Gondwanaland changed into a supercontinent that existed from the Neoproterozoic (about 550 million years in the past) and commenced to interrupt up at some point of the Jurassic (about one hundred eighty million years ago), with the opening of the Drake Passage, separating South the usa and Antarctica happening at some point of the Eocene. Gondwana has now not taken into consideration a supercontinent by the earliest definition, because the landmasses of Baltica, Laurentia, and Siberia have been separated from it.

It became formed via the accretion of several cratons. Finally, Gondwana became the biggest piece of continental crust of the Paleozoic technology, protecting a place of about one hundred,000,000 km2 (39,000,000 squaremi), approximately one-5th of the Earth's surface. During the Carboniferous length, it merged with Euramerica to form a larger supercontinent called Pangaea. Gondwana (and Pangaea) progressively broke up at some stage in Mesozoic technology.
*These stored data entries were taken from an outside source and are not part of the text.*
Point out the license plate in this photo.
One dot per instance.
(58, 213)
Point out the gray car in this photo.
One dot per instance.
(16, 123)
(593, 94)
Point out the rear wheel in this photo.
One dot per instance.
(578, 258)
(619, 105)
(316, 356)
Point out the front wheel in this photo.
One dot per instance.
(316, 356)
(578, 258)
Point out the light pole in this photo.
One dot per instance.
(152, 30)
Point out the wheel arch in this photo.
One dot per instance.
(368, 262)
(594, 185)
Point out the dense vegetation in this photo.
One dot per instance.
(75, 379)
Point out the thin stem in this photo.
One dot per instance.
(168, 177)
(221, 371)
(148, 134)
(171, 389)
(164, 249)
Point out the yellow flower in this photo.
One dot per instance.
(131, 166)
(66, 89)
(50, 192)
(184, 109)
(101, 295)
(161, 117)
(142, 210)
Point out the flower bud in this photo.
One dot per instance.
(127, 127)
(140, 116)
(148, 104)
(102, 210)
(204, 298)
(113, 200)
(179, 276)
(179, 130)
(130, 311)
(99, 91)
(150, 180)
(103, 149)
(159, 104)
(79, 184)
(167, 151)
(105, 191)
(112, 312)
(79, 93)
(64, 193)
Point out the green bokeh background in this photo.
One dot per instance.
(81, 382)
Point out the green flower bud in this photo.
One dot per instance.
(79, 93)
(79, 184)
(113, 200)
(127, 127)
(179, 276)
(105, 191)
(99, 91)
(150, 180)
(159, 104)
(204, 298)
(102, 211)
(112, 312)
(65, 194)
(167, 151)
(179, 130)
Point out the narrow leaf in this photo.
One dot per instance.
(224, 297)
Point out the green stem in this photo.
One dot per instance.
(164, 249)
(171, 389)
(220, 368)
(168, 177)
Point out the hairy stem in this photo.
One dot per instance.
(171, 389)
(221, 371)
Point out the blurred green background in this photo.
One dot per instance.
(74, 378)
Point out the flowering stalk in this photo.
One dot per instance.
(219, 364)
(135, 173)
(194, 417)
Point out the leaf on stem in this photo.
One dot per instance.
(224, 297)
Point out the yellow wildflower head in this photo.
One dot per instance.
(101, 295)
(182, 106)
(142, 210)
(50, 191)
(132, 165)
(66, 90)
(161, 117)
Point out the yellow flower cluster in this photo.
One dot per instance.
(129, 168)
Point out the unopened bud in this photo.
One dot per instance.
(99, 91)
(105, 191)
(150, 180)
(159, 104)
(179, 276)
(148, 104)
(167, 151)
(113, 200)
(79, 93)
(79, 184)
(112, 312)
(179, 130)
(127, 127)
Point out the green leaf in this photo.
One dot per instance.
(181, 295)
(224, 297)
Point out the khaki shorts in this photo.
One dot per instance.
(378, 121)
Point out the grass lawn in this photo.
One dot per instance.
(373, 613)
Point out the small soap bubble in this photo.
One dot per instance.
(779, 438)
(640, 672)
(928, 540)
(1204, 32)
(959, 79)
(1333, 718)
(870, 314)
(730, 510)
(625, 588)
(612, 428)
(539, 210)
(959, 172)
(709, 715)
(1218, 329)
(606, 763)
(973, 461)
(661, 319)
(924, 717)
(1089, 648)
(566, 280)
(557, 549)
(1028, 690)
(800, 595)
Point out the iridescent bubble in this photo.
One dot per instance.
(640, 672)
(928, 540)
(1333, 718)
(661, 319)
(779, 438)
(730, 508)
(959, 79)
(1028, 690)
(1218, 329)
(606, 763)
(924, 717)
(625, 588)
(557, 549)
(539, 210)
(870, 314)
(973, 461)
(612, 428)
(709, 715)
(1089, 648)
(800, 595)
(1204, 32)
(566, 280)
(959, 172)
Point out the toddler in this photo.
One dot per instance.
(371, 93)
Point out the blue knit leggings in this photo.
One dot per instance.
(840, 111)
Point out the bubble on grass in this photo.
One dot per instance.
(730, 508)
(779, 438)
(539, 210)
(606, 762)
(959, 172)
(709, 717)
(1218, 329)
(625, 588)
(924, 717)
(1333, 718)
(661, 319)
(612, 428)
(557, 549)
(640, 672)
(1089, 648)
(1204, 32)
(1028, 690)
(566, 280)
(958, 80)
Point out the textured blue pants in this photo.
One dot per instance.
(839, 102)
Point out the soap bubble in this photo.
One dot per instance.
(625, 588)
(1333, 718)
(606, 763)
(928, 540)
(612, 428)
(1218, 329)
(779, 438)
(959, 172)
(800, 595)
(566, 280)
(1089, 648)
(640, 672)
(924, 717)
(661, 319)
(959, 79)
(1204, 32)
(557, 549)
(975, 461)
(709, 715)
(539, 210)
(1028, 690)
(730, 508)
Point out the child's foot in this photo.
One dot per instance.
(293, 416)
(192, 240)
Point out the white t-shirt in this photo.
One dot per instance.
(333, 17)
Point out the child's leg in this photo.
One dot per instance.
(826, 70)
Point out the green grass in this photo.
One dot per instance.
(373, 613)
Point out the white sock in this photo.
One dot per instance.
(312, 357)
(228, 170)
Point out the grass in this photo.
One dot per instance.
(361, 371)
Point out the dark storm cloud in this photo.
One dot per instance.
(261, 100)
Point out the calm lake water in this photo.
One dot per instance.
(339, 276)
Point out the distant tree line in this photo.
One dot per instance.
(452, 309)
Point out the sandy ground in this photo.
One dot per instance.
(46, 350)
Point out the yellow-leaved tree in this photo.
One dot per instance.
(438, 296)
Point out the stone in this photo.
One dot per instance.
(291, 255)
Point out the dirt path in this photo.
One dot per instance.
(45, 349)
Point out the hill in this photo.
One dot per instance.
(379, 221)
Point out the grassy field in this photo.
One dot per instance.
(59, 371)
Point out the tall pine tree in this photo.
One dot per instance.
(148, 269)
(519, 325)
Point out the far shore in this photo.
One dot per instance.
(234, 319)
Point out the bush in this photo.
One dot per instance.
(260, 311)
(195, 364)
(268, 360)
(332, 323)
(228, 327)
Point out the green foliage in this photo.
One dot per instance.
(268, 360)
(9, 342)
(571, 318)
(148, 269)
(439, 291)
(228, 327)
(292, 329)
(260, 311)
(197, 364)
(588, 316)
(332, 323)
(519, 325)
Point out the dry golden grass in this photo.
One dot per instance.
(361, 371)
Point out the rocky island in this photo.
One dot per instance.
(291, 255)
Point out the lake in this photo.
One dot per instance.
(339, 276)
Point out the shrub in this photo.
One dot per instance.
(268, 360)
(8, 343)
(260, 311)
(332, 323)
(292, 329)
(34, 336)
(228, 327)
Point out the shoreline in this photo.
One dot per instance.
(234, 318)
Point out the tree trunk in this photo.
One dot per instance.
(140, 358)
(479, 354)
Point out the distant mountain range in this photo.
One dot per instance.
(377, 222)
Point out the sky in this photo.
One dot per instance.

Hence the correct answer is option ‘A’.

Note: The continent of Gondwana became named by using Austrian scientist Eduard Suess, after the Gondwana area of principal India that is derived from Sanskrit for "wooded area of the Gonds". The calls were previously used in a geological context, first with the aid of H.B Medlicott in 1872, when the Gondwana sedimentary sequences are also described.